U.S. Bankruptcy Court Judge Steven Rhodes agreed on Monday to the expedited hearing requested by emergency manager Kevyn Orr in response to a Michigan court judge’s order for Orr to withdraw the Chapter 9 bankruptcy filing on state constitutional grounds.
If Orr’s request is granted, top Michigan state officials, Orr and others would also be protected from litigation regarding Thursday’s bankruptcy petition.
Concerned that retirement benefits will be slashed, Detroit retirees, workers and pension funds have been running to state court in Michigan’s capital of Lansing in an effort to derail the biggest Chapter 9 municipal bankruptcy in U.S. history.
The sooner Detroit faces the music, the less remote the city’s chances of actual fiscal recovery, and Orr is reportedly trying to speed things along — but of course, the obligatory voices on the left are calling for the federal government to step in with a bailout and magically wipe their slate clean for them. First of all, I might venture that the federal government is currently running a yearly deficit of more than a trillion dollars, and that American taxpayers don’t have the money to spare for a city that willfully ran itself into the ground for decades. Secondly, as Mayor Dave Bing actually pointed out the other day when professing that, yeah, Detroit would “love” for Washington to bail them out, one of the biggest problems there is the precedent it sets for other cities in urgent need of financial reform. Detroit’s billions of dollars of debt perhaps sound like peanuts compared to the schemes the federal government is running, except that Detroit is hardly the only major city that’s been hovering dangerously close to the fiscal abyss with accumulated deficits and unfunded liabilities, and it could be that other cities are getting ready to follow behind. Says the Detroit Free Press:
From Baltimore to Los Angeles, and many points in between, municipalities are increasingly confronted with how to pay for these massive promises. The Pew Center for the States, in Washington, estimated states’ public pension plans across the U.S. were underfunded by a whopping $1.4 trillion in 2010. …
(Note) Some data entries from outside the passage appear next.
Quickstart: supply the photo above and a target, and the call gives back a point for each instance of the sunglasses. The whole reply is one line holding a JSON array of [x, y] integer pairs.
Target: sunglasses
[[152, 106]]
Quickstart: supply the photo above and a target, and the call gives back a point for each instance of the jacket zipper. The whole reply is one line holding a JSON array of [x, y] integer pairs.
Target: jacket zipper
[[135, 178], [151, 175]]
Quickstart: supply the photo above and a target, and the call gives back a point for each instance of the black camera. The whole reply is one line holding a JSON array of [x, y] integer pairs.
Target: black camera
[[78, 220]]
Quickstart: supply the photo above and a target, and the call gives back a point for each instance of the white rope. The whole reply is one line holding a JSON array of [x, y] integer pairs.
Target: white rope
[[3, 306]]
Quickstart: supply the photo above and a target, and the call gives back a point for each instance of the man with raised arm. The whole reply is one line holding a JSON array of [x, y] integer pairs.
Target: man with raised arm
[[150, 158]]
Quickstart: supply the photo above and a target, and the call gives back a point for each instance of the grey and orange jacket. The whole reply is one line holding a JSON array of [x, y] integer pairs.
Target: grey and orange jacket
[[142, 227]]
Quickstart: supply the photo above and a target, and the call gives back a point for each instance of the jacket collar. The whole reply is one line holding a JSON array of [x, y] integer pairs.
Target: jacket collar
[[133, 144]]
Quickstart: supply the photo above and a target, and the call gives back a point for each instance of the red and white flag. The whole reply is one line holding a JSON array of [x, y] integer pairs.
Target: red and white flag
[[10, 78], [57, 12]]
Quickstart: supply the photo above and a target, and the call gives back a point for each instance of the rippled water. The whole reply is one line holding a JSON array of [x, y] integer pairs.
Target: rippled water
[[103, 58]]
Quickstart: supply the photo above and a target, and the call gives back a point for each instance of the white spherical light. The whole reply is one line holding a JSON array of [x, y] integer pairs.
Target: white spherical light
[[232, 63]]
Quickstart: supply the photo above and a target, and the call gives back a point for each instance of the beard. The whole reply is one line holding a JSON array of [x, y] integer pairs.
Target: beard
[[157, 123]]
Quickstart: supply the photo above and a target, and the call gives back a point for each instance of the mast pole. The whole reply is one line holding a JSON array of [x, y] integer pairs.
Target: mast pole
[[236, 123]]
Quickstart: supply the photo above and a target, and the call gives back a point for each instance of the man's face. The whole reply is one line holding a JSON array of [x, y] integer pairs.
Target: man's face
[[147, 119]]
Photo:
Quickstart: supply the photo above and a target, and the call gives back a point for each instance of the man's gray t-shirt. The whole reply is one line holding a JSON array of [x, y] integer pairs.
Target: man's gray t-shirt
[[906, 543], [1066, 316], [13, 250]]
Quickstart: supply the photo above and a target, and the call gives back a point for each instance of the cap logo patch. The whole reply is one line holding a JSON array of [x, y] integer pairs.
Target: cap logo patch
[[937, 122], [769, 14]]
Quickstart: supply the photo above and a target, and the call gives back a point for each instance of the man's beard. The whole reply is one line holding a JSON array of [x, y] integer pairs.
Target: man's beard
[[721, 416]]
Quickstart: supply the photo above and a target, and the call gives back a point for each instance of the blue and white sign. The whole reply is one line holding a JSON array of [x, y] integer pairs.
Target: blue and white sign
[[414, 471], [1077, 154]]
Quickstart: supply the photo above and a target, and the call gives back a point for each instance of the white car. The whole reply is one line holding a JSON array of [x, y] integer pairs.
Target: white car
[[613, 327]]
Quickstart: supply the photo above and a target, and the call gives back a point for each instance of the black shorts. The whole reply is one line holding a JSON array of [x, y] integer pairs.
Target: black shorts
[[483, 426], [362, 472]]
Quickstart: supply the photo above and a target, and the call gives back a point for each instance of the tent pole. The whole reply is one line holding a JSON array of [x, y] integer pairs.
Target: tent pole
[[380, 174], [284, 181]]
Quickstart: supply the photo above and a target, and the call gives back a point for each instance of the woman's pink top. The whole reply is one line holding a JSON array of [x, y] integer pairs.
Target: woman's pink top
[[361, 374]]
As examples of the results: Chicago recently saw its credit rating downgraded because of a $19-billion unfunded pension liability that the ratings service Moody’s puts closer to $36 billion. And Los Angeles could be facing a liability of more than $30 billion, by some estimates. …
Early this year, the Pew Center released a survey showing that 61 of the nation’s largest cities — limiting the survey to the largest city in each state and all other cities with more than 500,000 people — had a gap of more than $217 billion in unfunded pension and health care liabilities. While cities had long promised health care, life insurance and other benefits to retirees, “few … started saving to cover the long-term costs,” the report said. …
Last Monday, the bond rating house Moody’s also downgraded Cincinnati’s general obligation bonds, citing “budgetary pressure” from pension contributions. Its downgrade was to Aa2 — still a lot higher than Detroit’s Caa3 for its general obligation bonds — but another part of the trend.
Detroit may have been the biggest city to have filed for municipal bankruptcy, but it certainly wasn’t the first to do so — and it’s unlikely to be the last while major cities refuse to summon the necessary political will to stop piling up unsustainable amounts of debt and accept that it’s time to reform the extravagant pension and benefit systems for which they have no real plans to pay.